Both are true. I obviously can't trust that maintainers will do what they SHOULD do via common sense and online civility, so I SHOULD vet them appropriately.
Why do so many people insist on being aloof and unhelpful in communicating to users of their software? What is so hard about offering a modicum of context for what people can expect of you as a maintainer? It's so ideologically rigid and unreasonable.
> You publish your code to Github, you're part of a community.
Maybe. The main issue I see with github is that it's impossible to disable pull requests there.
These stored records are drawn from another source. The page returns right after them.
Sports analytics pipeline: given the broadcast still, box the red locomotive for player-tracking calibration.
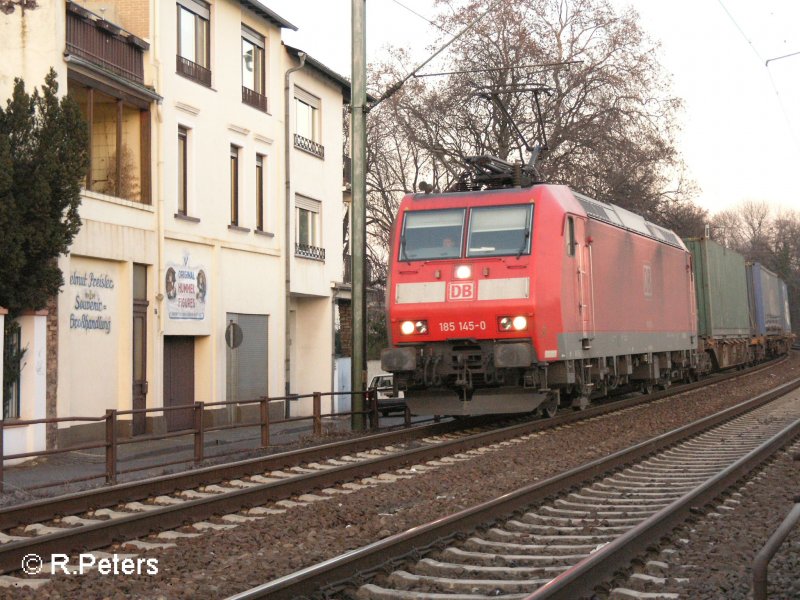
[381,159,698,415]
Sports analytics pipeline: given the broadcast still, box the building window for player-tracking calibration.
[256,154,264,231]
[68,80,150,204]
[242,25,267,112]
[177,0,211,87]
[295,196,325,260]
[178,127,189,216]
[231,144,239,226]
[294,88,325,158]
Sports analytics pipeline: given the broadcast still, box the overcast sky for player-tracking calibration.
[261,0,800,213]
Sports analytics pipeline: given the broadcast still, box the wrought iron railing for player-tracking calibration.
[294,244,325,260]
[175,55,211,87]
[66,9,147,83]
[294,133,325,158]
[242,86,267,112]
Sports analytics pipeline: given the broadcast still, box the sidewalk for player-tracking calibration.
[0,417,366,506]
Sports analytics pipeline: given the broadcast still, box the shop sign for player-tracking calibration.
[69,271,114,334]
[164,256,208,321]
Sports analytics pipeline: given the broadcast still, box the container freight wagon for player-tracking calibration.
[747,263,792,360]
[381,184,692,414]
[684,238,751,371]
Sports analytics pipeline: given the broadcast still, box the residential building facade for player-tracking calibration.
[0,0,349,452]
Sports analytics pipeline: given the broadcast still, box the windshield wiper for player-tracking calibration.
[517,230,531,260]
[400,233,411,264]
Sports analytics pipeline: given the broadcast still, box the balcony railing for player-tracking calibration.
[175,55,211,87]
[294,244,325,260]
[294,133,325,158]
[66,3,148,83]
[242,86,267,112]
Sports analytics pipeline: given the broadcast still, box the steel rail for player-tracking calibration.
[0,422,476,530]
[0,358,788,573]
[223,379,800,600]
[0,359,785,531]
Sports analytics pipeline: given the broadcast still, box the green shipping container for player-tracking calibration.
[684,238,750,338]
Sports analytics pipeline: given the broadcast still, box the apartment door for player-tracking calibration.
[132,265,149,435]
[164,335,194,431]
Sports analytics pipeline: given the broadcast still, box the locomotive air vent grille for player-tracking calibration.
[573,192,683,248]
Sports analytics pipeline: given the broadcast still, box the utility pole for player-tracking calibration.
[350,0,367,431]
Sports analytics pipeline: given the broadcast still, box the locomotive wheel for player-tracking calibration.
[542,395,558,419]
[572,395,589,410]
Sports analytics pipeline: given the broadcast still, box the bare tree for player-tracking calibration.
[368,0,707,264]
[712,200,800,331]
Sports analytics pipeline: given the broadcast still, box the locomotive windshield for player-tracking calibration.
[467,204,533,257]
[398,208,464,261]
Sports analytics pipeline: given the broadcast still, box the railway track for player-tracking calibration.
[227,380,800,600]
[0,358,788,588]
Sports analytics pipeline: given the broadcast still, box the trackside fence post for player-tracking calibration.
[367,388,378,429]
[106,408,117,485]
[0,419,6,493]
[314,392,322,435]
[260,397,269,448]
[194,402,205,463]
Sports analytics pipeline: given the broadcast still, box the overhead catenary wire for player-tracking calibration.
[414,60,583,77]
[371,0,504,108]
[717,0,800,153]
[392,0,455,35]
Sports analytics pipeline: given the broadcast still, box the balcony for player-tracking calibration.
[242,86,267,112]
[175,55,211,87]
[294,133,325,159]
[294,244,325,261]
[66,2,149,84]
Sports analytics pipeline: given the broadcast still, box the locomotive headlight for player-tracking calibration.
[455,265,472,279]
[514,315,528,331]
[497,315,528,331]
[400,320,428,335]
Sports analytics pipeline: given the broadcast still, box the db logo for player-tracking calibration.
[448,281,475,300]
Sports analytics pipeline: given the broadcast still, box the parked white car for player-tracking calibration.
[369,373,406,417]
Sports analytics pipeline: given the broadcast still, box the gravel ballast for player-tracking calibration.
[7,353,800,599]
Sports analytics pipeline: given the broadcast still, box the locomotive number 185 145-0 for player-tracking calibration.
[439,321,486,332]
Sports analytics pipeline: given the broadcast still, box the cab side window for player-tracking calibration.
[564,217,575,256]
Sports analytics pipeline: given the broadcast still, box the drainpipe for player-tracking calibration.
[283,52,306,398]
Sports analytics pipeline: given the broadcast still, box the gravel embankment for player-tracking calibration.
[652,444,800,600]
[7,354,800,599]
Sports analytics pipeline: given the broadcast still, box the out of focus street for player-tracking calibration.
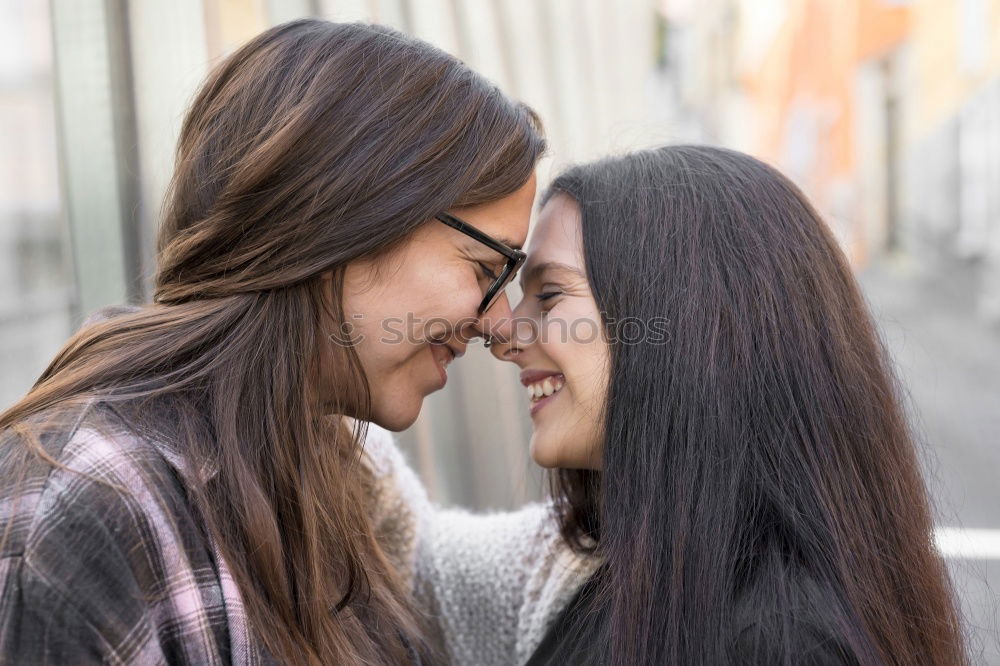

We have that issue in the coreboot project, which uses github as a read-only mirror.
Maybe we should just shut that down to make clear that coreboot is not part of the "GitHub community".
I urge you to stop thinking about how aloof and unhelpful you are permitted to be, and consider how minimally helpful you could be in communicating to users of your projects.
Sure, but that DOES NOT mean you're immune to criticism, especially when it comes to security.
Your type of argument could otherwise be used for pretty much everything - even large corporations. It's not useful.